Consumers cited the time saved by shopping online as the most popular reason for bypassing bricks-and-mortar stores, with 85% of respondents saying it is their primary reason for shopping online. Forty percent of shoppers also cited wish lists and 38% named online reviews as factors in their decisions to shop online.

Retailers “have to be careful about discounting,” said Ken Burke, chairman, founder and chief evangelist at MarketLive. Last holiday season, retailers aggressively discounted prices to move products off the shelves, but they undercut their profits and brand reputations while training consumers to expect such discounts, he said.

Nearly nine in 10 consumers also said they are willing to pay full price for hard-to-find products, convenience and good customer service.

“While consumers are telling us they love value and that shipping costs are an issue, they are still willing to pay full price for service,” said Burke.

The survey also found that 62% of shoppers report high shipping charges are the primary reason they will not buy more online. The finding reflects why free shipping promotions are one of the most popular discounts offered by online retailers, said Burke, who added that the desire for good customer service “came up again and again” in the survey.  

Consumers' desire for quality service bodes well for larger retailers that have fully integrated their online and offline operations, Burke notes. While many retailers have reduced their inventory levels from last year — putting them at risk of running out of stock on more popular items — bigger merchants can make it easy for consumers to find an item online.

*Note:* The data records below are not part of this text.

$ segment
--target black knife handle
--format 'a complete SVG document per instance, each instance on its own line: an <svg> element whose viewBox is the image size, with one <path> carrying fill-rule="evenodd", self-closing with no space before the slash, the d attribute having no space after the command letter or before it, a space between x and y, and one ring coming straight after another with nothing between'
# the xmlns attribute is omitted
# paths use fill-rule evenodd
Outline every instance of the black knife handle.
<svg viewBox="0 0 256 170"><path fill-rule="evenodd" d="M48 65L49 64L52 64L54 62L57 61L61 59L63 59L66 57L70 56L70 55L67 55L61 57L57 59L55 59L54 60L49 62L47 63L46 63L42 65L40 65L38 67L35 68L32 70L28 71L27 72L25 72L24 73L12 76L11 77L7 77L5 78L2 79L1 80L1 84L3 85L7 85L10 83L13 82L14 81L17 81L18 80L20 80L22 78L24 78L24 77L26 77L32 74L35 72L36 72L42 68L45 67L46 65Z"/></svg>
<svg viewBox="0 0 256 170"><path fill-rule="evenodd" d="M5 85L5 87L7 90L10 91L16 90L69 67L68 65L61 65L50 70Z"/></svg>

“Anybody that has done multichannel integration with inventory will win,” said Burke, adding that “some of the smaller retailers are sorely lacking” in this area.

These findings concur with last week's report from Shop.org and Forrester Research, “The State of Retailing Online 2009: Profitability, Economy and Multichannel,” which indicated that 34% of online retailers gained market share from brick-and-mortar specialty stores this year.

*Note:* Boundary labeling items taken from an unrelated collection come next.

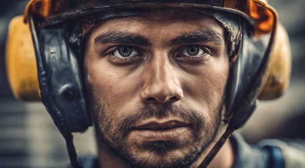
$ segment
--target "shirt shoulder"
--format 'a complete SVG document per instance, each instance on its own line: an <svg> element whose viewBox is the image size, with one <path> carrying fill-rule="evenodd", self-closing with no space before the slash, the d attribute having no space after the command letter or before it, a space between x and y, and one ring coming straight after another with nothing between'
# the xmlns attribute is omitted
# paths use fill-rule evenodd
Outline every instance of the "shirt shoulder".
<svg viewBox="0 0 305 168"><path fill-rule="evenodd" d="M229 140L235 151L234 168L305 168L305 140L291 145L292 142L266 139L250 145L238 134Z"/></svg>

The study by MarketLive and E-tailing Group also found that mobile commerce and social media will play a larger role in consumers' shopping plans this year. One in three shoppers plans to use a mobile phone for shopping-related purposes, such as price checks and redemption of promotions this holiday season. Social networking sites will influence the shopping behavior of 37% of online shoppers this year versus 24% last year, according to the report.